Now, the Student Crisis Fund is facing a crisis of its own. It launched a public campaign yesterday, asking alumni, faculty, staff and other supporters to help replenish the fund.
“It just weighs on you incredibly to read these heartfelt statements of need, and what students are going through,” said Sarah Williamson, coordinator in the Office of the Vice President for Student Affairs. “It’s heartbreaking—you want to help everyone."
From March 11 to 24, the fund met about 670 requests, disbursing more than $240,000 and emptying the parent-funded Parent and Family Student Life Fund as well. It received 931 applications as of yesterday, but over 100 more students are on a waiting list for help. (Since yesterday, a new influx of donations to the fund has raised the total amount of distributions to $369,000.)
One of the awarded grants—in the typical amount of $500—went to a sociology major* who lost an off-campus job at a company seeking to trim its staff because of the pandemic, and who can’t work at his two other on-campus jobs.
“I’ve lost all my income,” he said. “This is the only money that I know is coming in to meet my basic expenses.”
The senior, who is not supported by a family and whose scholarship pays living expenses only during school terms, had one previous experience with the Student Crisis Fund as a freshman, when he had nowhere to stay during the summer.
“They offered to cover housing fees that summer,” he said. “I ended up getting a job at Conferences and Visitor Services and didn’t need the funds, but just the knowledge that support is there made everything easier."
Another award went to a sophomore chemical engineering student who had to move out of his residence hall and back to his home in Fort Washington, Md., with his mother, who was just laid off from her casino housekeeping job because of the virus, and siblings.
He said he worries about how to help meet living expenses—most likely by upping his hours doing ad hoc yardwork and landscaping—while keeping up with online classes starting next week, particularly in those with labs where students and faculty traditionally meet in person.
“This has all been eye-opening; you just don’t know how $20 for a student can really be the difference between being able to study and having to be out there trying to find odd jobs to take care of my family," he said.
Another student, a senior in the Robert H. Smith School of Business, moved back in with her parents after her workplace, the campus copy center, closed and she had to leave her campus apartment. The Student Crisis Fund money will help her family cover the unexpected expense of having her at home.
“My job is not something I can do remotely,” she said. “That was paying for my rent, my personal expenses and groceries—all the things my family hadn’t planned to buy for me.”
Student Affairs has already loosened rules for dipping into the fund; normally a student who receives a grant can’t receive another any time soon.

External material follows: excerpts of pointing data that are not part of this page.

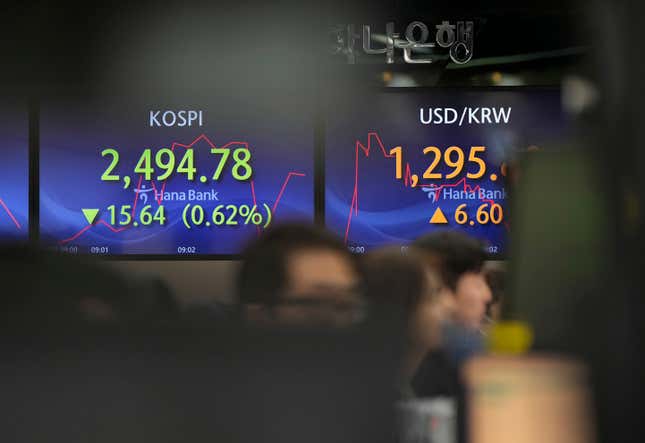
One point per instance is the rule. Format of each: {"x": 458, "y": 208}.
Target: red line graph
{"x": 373, "y": 137}
{"x": 159, "y": 195}
{"x": 10, "y": 214}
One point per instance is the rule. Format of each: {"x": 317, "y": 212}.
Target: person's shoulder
{"x": 436, "y": 376}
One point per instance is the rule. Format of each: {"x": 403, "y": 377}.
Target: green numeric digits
{"x": 241, "y": 157}
{"x": 107, "y": 175}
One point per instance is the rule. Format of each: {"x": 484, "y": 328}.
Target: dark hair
{"x": 263, "y": 274}
{"x": 392, "y": 278}
{"x": 452, "y": 254}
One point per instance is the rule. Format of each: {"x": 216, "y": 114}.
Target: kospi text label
{"x": 176, "y": 118}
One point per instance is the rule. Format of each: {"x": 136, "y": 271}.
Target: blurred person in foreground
{"x": 298, "y": 275}
{"x": 459, "y": 261}
{"x": 403, "y": 285}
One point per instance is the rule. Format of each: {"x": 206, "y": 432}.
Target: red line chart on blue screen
{"x": 10, "y": 214}
{"x": 373, "y": 138}
{"x": 159, "y": 194}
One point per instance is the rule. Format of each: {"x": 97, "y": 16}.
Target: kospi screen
{"x": 14, "y": 172}
{"x": 402, "y": 163}
{"x": 125, "y": 178}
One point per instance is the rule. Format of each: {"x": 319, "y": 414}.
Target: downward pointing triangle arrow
{"x": 90, "y": 215}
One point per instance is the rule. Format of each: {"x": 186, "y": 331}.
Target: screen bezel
{"x": 501, "y": 257}
{"x": 318, "y": 117}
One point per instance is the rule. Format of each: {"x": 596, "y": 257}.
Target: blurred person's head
{"x": 402, "y": 281}
{"x": 299, "y": 275}
{"x": 459, "y": 259}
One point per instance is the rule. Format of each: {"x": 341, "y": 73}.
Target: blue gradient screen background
{"x": 72, "y": 136}
{"x": 388, "y": 212}
{"x": 14, "y": 172}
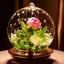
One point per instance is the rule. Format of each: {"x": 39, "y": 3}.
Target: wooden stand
{"x": 24, "y": 56}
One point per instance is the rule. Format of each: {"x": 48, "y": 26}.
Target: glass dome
{"x": 31, "y": 28}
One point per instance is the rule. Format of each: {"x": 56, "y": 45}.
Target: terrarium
{"x": 31, "y": 31}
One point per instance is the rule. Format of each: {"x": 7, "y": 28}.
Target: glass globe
{"x": 31, "y": 28}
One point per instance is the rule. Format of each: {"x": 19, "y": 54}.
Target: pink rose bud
{"x": 34, "y": 22}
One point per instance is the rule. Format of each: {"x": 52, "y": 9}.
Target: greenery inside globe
{"x": 31, "y": 28}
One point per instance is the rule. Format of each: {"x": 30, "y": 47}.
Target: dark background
{"x": 7, "y": 9}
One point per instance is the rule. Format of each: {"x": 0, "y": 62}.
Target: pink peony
{"x": 34, "y": 23}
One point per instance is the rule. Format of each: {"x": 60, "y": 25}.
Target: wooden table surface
{"x": 57, "y": 56}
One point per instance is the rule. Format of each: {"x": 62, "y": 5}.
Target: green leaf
{"x": 18, "y": 34}
{"x": 14, "y": 40}
{"x": 43, "y": 39}
{"x": 25, "y": 32}
{"x": 37, "y": 32}
{"x": 23, "y": 25}
{"x": 24, "y": 28}
{"x": 43, "y": 31}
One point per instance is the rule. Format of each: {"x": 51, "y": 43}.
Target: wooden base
{"x": 23, "y": 56}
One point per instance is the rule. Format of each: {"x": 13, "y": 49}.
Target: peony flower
{"x": 34, "y": 23}
{"x": 35, "y": 40}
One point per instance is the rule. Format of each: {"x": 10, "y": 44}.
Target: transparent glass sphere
{"x": 31, "y": 28}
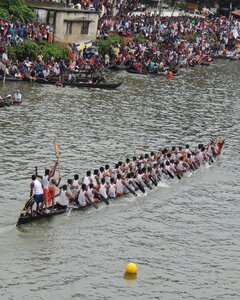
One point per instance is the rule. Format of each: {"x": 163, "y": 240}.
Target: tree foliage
{"x": 32, "y": 49}
{"x": 106, "y": 43}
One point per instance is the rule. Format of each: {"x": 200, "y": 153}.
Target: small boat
{"x": 108, "y": 86}
{"x": 80, "y": 84}
{"x": 26, "y": 217}
{"x": 118, "y": 67}
{"x": 11, "y": 78}
{"x": 147, "y": 73}
{"x": 16, "y": 102}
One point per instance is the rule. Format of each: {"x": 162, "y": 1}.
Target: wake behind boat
{"x": 125, "y": 179}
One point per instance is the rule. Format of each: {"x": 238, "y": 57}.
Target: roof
{"x": 65, "y": 9}
{"x": 236, "y": 13}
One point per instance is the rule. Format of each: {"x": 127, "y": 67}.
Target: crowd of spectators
{"x": 150, "y": 43}
{"x": 14, "y": 32}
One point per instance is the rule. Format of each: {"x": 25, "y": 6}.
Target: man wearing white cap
{"x": 18, "y": 96}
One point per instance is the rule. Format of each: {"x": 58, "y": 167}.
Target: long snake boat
{"x": 25, "y": 217}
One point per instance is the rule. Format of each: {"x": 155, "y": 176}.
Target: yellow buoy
{"x": 131, "y": 268}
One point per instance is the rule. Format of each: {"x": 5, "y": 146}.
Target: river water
{"x": 184, "y": 237}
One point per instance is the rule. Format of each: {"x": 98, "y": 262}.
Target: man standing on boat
{"x": 18, "y": 96}
{"x": 45, "y": 182}
{"x": 36, "y": 190}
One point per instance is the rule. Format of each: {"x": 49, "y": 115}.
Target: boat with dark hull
{"x": 26, "y": 217}
{"x": 107, "y": 86}
{"x": 80, "y": 84}
{"x": 11, "y": 78}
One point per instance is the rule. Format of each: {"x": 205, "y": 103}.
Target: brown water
{"x": 184, "y": 237}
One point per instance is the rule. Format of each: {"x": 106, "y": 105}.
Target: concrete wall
{"x": 77, "y": 21}
{"x": 59, "y": 17}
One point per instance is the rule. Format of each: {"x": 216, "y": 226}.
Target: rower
{"x": 76, "y": 185}
{"x": 112, "y": 188}
{"x": 45, "y": 182}
{"x": 64, "y": 197}
{"x": 83, "y": 196}
{"x": 18, "y": 96}
{"x": 180, "y": 166}
{"x": 119, "y": 185}
{"x": 92, "y": 193}
{"x": 36, "y": 190}
{"x": 53, "y": 183}
{"x": 103, "y": 188}
{"x": 87, "y": 178}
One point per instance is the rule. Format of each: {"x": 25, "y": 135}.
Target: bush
{"x": 54, "y": 50}
{"x": 22, "y": 50}
{"x": 31, "y": 50}
{"x": 3, "y": 13}
{"x": 140, "y": 38}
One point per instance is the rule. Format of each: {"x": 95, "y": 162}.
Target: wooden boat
{"x": 108, "y": 86}
{"x": 80, "y": 84}
{"x": 26, "y": 218}
{"x": 118, "y": 67}
{"x": 147, "y": 73}
{"x": 11, "y": 78}
{"x": 16, "y": 102}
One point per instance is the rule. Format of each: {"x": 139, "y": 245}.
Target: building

Now, however, receiving emergency funds in the last year won’t be held against a student thrown into further crisis by the current societal upheaval.
Meanwhile, others squeaking by now may be just one rent payment away from trouble, said Ed Kenny, director of development and external relations for Student Affairs.
“We’re just dealing with the first onslaught of 900+ applications, but we know this is likely to continue for weeks and months,” he said.
*Students in need in this story are not being named to protect their privacy.